In May, it is important to reflect on the state of mental health we are going through and since the advent of social media, there has been a wave of image obsession among its users and followers. Nav Sohanpaul is a corporate wellbeing coach, mental health speaker and retreat leader who uses her real-life experiences to bring about real change and tells us how to combat this image obsession through effective strategies.

I recall being about 10 years old and receiving constant praise and admiration for the fact that I was an extremely fair-skinned brown girl. But with that recognition also came a pressured statement from those around me – “make sure you stay like this, don’t get dark”. The weight of these words meant that I spent my teenage years hiding from the sun, in fear that my worth would decrease with each shade I got darker.

And although there has been so much improvement made, it goes without saying that many women still, to this day are left obsessing over their self-image and appearance.

And there are several root causes:

Culture & comparison: certain communities have an established and universal description of what makes a woman ‘attractive, successful & respectful’. Ranging from having fair skin, to light eyes, her weight, the way she dresses and speaks. When you have this one-dimensional standard of beauty, anyone who doesn’t meet these requirements is made to feel ‘othered’ & like they don’t belong.

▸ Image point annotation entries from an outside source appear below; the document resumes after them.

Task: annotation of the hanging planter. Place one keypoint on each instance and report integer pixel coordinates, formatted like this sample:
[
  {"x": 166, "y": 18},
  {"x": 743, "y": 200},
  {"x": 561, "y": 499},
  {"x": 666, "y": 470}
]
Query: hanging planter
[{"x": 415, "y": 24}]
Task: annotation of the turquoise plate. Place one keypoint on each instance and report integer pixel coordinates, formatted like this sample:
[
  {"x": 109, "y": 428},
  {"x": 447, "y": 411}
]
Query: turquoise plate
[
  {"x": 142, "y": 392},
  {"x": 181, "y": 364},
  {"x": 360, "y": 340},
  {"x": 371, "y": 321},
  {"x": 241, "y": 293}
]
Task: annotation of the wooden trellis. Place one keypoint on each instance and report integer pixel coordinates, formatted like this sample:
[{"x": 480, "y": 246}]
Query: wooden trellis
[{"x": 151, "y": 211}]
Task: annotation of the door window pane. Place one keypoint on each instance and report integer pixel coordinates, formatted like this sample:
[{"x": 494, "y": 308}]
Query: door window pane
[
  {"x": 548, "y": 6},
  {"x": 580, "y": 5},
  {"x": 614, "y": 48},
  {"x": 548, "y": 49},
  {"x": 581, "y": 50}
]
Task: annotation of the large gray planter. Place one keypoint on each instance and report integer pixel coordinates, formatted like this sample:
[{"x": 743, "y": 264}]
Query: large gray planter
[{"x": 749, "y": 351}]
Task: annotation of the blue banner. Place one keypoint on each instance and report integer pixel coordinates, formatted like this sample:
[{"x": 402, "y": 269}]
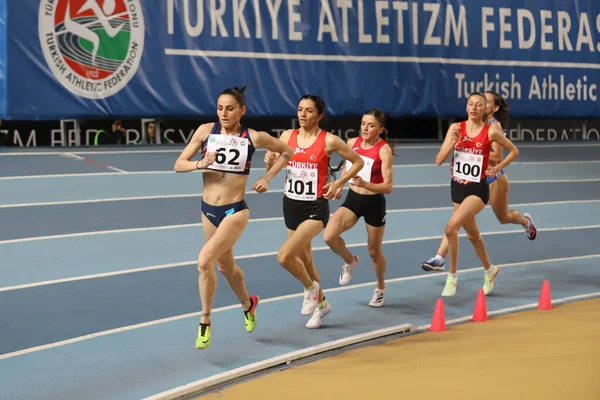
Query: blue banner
[
  {"x": 3, "y": 62},
  {"x": 171, "y": 58}
]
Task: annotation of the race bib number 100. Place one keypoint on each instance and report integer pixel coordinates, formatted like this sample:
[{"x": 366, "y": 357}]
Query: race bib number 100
[
  {"x": 232, "y": 152},
  {"x": 467, "y": 166},
  {"x": 301, "y": 183}
]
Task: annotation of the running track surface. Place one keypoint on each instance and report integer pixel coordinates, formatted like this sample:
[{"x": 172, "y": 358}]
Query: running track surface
[{"x": 98, "y": 289}]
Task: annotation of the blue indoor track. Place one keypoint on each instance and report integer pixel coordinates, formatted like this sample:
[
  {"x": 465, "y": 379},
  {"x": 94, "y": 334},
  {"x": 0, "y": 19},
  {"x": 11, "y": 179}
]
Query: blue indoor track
[{"x": 98, "y": 283}]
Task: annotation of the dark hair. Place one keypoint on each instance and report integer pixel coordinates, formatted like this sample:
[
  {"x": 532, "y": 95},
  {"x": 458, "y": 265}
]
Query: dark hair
[
  {"x": 319, "y": 103},
  {"x": 320, "y": 106},
  {"x": 503, "y": 108},
  {"x": 485, "y": 116},
  {"x": 381, "y": 118},
  {"x": 236, "y": 93}
]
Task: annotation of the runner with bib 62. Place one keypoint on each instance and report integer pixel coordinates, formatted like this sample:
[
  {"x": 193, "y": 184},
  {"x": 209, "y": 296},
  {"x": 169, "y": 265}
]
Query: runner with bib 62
[{"x": 470, "y": 142}]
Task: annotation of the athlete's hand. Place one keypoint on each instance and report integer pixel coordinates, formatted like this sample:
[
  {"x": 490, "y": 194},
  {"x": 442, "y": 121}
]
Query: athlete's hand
[
  {"x": 270, "y": 157},
  {"x": 358, "y": 181},
  {"x": 492, "y": 171},
  {"x": 208, "y": 159},
  {"x": 338, "y": 193},
  {"x": 331, "y": 189},
  {"x": 456, "y": 134},
  {"x": 261, "y": 185}
]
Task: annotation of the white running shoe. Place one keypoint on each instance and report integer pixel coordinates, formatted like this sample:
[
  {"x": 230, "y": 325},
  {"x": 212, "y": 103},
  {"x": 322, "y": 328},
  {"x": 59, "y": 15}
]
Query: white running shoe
[
  {"x": 315, "y": 321},
  {"x": 377, "y": 299},
  {"x": 311, "y": 300}
]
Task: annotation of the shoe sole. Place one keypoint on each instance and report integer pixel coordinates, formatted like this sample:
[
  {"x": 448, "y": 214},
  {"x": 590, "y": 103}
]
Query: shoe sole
[
  {"x": 493, "y": 283},
  {"x": 429, "y": 268}
]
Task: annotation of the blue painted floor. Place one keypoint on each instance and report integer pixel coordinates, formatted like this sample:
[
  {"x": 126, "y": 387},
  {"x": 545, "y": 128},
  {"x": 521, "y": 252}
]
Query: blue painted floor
[{"x": 159, "y": 355}]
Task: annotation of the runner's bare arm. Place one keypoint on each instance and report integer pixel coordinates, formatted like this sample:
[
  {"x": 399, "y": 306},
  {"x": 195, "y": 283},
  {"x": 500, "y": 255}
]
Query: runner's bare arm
[{"x": 184, "y": 163}]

Social media: the world is highly connected, with just a tap on our phones, we are transported into the whirlwind of media bursting with trends, filters, airbrushed skin, photoshopped posts, guidance on how to become ‘that’ girl, skincare, makeup & exercise routines, get ready with me’s, what I eat in a day – the content is limitless. And more often than not, we are just shown a snapshot of someone’s life, and often the best and modified version of them but this becomes a problem when it evolves into our expanded perception.

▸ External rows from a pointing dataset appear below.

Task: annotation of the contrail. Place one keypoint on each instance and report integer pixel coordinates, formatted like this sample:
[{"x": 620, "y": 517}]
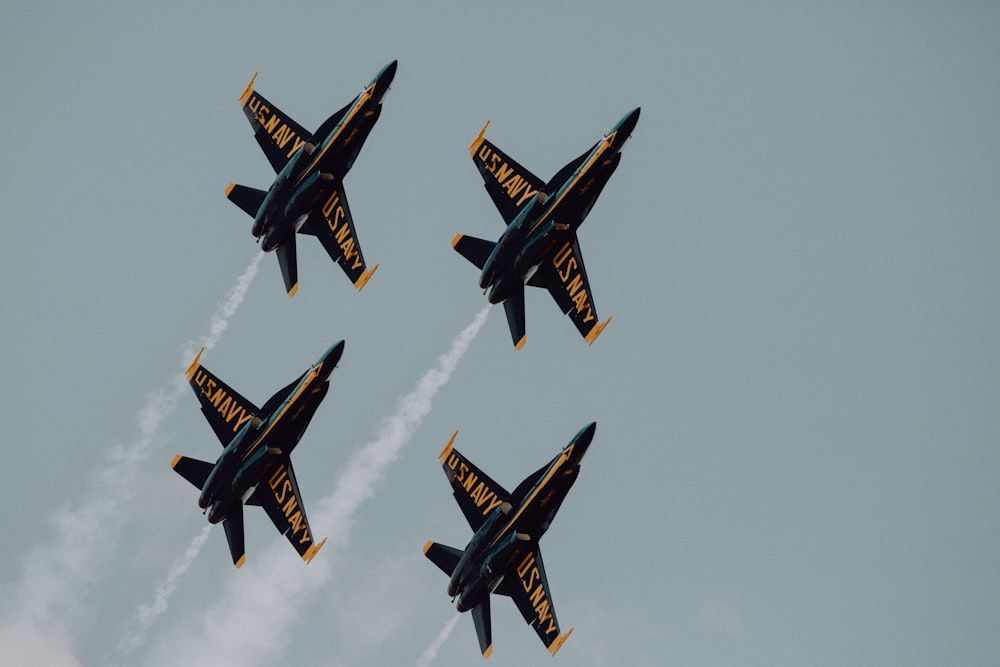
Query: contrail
[
  {"x": 427, "y": 657},
  {"x": 146, "y": 614},
  {"x": 279, "y": 590},
  {"x": 48, "y": 596}
]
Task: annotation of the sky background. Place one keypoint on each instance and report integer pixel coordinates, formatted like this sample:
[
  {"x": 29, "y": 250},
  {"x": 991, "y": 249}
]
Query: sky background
[{"x": 796, "y": 459}]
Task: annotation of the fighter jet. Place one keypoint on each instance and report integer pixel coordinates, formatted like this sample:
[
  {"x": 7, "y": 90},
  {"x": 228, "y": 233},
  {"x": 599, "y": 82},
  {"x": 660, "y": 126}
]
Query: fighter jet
[
  {"x": 503, "y": 555},
  {"x": 255, "y": 467},
  {"x": 539, "y": 246},
  {"x": 307, "y": 195}
]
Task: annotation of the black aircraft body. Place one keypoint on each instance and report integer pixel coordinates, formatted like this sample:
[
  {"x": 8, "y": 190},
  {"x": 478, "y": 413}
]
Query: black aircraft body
[
  {"x": 307, "y": 195},
  {"x": 255, "y": 467},
  {"x": 503, "y": 555},
  {"x": 540, "y": 247}
]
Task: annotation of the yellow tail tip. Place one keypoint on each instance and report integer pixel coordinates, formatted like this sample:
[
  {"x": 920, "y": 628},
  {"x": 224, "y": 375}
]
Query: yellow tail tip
[
  {"x": 189, "y": 373},
  {"x": 478, "y": 140},
  {"x": 595, "y": 331}
]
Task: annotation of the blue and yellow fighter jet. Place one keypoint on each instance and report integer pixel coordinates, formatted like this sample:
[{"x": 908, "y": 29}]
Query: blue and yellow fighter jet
[
  {"x": 503, "y": 555},
  {"x": 539, "y": 246},
  {"x": 255, "y": 467},
  {"x": 307, "y": 195}
]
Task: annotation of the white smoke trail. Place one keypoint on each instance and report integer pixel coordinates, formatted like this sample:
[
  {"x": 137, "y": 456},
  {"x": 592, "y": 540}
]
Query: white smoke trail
[
  {"x": 270, "y": 590},
  {"x": 146, "y": 614},
  {"x": 427, "y": 657},
  {"x": 48, "y": 596}
]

Shopping sizes & makeup shades: to this day, certain clothing stores still have limited size ranges and if they don’t stock your size/you have to go online instead, it can make you feel like you don’t deserve the same experience as others. Having certain clothing sizes grouped in categories like ‘L’ & ‘XL’ can also dictate the relationship you have with your body. Make-up shades have been a topic of discussion too, with many brands not catering to darker shades.

Bullying: childhood experiences show up in your adult life. Perhaps you were ridiculed for your facial and body hair, not having the latest clothes or being overweight. What we tend to lack/struggle within our younger years often become the things we try to make up for when we’re older.

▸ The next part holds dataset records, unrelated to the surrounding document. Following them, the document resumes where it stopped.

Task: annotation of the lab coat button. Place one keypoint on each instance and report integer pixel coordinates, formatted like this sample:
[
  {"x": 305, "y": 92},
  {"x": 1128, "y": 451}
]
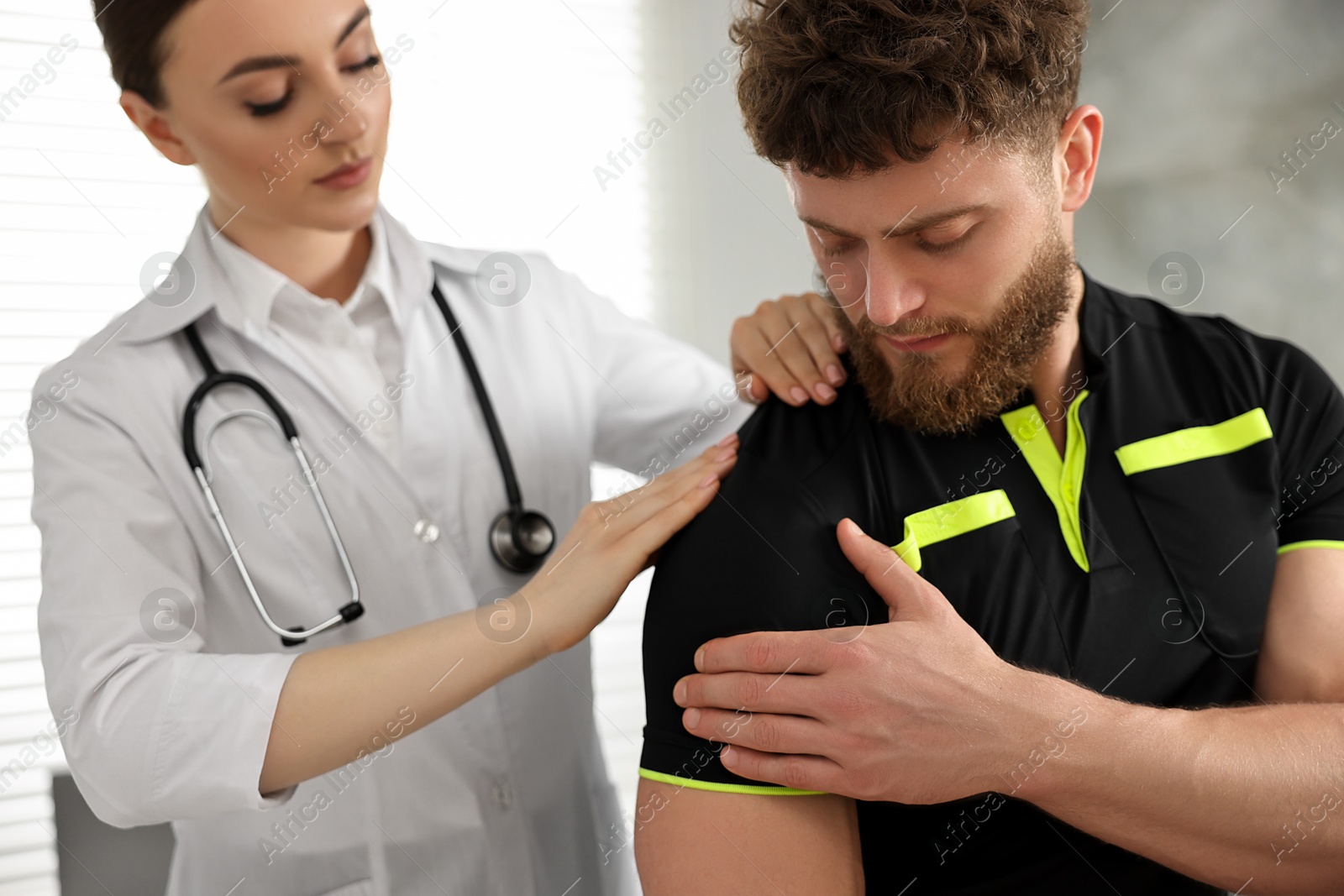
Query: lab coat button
[{"x": 427, "y": 531}]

And all of this can result in women battling eating disorders, starving themselves before a holiday, or trying to drop down a dress size, not wanting to show their natural bare-faced skin to their partners, feeling like they can’t leave the house without being dressed up, bleaching their skin, and mirroring the behavior of those we idolize.

So, what can you do to help yourself?

-Identify the point of conflict: what are you doing because you feel you must versus what you actually want to do. Pay attention to what voice fuels your thoughts, behaviors and feelings, is it your voice or someone else’s?

-Challenge your negative thoughts: get clear on if you’re operating from a place of factual evidence or emotions and feelings

-Limit social media as your reference point: you must pay attention to what you’re feeding your mind. If there is content that is making you feel worse about your self-image or that there’s something else you must change about yourself, it may be better to follow other creators that you feel are raw and relatable. It’s also important to stop using social media as the point of decision-making and instead start taking independent action that will help you become more confident in your headspace over time.

And finally – it’s important to recognize that appearances can be deceiving. Many of us strive to portray a specific image to the outside world, hoping to be perceived in a certain light, so you must try your best to differentiate the truth from the facade.